I don't understand why, if you are creating a distributed db, that you don't at least try using eg. aphyrs jepsen library (1).
The story seems to repeat itself for distributed database: Documentation looks more like advertisement. Promises a lot but contains multiple errors, and failures that can corrupt the data. It's great that jepsen doing the work they do!
While Jepsen (and this article) is focused on behavior under node failure and network partitions, this caught my eye:
> It also exhibits Stale Read, Lost Update, and other forms of G-single in healthy clusters
This looks like quite a fundamental issue.
I would kinda expect that. MySQL hasn't been designed to be a distributed database from the beginning and it's usually hard to make it work later on.

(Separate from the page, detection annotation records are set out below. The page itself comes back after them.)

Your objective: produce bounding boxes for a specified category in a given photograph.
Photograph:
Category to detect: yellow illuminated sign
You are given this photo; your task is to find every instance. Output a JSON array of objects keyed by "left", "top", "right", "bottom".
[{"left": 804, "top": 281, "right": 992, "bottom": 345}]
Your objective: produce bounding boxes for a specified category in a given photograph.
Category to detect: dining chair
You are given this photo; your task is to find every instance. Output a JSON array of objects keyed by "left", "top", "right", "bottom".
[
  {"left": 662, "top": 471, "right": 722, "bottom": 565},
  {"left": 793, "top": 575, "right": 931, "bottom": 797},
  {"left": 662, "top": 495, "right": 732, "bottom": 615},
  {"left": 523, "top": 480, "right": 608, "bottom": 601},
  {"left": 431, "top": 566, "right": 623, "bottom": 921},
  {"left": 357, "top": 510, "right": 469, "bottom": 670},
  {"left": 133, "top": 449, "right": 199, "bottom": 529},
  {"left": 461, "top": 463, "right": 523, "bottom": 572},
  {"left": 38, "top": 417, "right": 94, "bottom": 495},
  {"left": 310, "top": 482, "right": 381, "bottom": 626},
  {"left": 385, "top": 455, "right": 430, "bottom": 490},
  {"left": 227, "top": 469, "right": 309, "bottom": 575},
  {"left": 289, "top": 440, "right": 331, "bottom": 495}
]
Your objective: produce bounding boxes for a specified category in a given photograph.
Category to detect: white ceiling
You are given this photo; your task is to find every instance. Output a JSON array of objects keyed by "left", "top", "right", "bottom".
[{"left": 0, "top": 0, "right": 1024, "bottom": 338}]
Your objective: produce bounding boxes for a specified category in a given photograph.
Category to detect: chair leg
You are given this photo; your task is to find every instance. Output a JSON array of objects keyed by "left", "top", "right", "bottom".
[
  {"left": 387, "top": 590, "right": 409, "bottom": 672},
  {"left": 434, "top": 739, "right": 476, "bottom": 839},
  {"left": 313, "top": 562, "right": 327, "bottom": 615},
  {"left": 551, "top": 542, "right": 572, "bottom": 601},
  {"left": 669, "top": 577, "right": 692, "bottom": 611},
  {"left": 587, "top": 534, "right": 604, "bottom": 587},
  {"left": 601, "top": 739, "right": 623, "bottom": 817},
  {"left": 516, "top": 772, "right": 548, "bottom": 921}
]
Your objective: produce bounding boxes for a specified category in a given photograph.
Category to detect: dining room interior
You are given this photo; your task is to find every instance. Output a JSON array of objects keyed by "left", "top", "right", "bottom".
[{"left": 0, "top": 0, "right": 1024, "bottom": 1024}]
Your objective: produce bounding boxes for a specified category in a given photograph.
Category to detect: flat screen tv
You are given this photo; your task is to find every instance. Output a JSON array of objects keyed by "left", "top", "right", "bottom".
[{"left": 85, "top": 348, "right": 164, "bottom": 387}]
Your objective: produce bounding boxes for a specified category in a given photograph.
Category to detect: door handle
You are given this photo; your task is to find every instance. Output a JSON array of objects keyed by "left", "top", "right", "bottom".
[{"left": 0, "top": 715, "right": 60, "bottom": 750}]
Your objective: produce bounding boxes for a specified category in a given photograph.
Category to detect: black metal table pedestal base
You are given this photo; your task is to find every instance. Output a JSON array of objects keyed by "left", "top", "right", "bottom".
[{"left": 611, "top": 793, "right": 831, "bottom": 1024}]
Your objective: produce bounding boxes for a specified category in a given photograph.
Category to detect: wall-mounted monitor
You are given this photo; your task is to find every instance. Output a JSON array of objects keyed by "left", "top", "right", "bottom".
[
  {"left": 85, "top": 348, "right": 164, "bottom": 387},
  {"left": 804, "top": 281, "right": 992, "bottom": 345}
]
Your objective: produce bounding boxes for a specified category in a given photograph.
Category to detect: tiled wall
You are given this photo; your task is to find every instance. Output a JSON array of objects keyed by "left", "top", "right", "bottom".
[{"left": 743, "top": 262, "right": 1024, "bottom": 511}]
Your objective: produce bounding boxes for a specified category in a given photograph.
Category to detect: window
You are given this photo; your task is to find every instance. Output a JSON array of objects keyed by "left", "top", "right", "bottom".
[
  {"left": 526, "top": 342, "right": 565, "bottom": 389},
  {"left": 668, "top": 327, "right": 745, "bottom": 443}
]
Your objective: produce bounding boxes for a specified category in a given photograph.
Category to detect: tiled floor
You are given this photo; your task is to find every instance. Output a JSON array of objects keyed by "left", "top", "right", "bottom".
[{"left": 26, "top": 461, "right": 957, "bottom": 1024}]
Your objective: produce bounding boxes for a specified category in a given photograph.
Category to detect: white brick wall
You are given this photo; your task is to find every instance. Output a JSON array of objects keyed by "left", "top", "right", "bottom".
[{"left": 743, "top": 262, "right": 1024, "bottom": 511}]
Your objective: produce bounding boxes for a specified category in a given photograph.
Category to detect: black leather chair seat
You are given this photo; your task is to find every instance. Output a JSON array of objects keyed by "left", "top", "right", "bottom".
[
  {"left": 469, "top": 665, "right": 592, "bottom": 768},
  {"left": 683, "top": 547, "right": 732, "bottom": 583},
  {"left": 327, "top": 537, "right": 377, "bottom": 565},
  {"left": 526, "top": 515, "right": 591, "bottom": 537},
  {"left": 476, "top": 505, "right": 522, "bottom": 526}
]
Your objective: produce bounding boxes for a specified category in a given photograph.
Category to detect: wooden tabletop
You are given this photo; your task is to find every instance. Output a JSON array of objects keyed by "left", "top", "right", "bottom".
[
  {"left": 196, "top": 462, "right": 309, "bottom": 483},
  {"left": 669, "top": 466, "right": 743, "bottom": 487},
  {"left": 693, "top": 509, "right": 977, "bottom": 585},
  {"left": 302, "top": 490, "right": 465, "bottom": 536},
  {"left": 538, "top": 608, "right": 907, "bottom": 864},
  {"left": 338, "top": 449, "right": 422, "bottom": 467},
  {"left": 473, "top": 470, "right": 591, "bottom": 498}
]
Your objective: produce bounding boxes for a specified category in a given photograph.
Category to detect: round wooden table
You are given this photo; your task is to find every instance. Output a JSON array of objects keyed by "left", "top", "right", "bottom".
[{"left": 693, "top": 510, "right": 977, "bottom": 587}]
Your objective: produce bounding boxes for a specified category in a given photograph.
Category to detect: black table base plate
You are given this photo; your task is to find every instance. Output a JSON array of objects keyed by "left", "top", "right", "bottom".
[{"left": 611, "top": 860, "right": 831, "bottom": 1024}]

I really like glaera for low volume clustering, because of the true multi-master nature. I've been using it for over a decade on a clustered mail server for storing account information, and more recently I've pumped the log information in there so each user can see their related log messages, for a user base of around 6,000 users, and it's been a real workhorse.
[flagged]
I realize that we like to use the page title here on HN, but this really should be something like "Data loss cases with MariaDB Glaera Cluster 12.1.2".
It's the "healthy cluster" aspect that makes this scary. Partition errors are expected—that's what Jepsen is testing. However, stale reads during normal operation mean that most Galera deployments behind a round-robin load balancer silently encounter this problem. The classic scenario: we create a user on node A, the next request goes to node B, and the user doesn't exist yet. The solution is wsrep_sync_wait or pinning reads to the writer node, but most setups don't use either of these methods because they assume a healthy cluster equals consistent reads.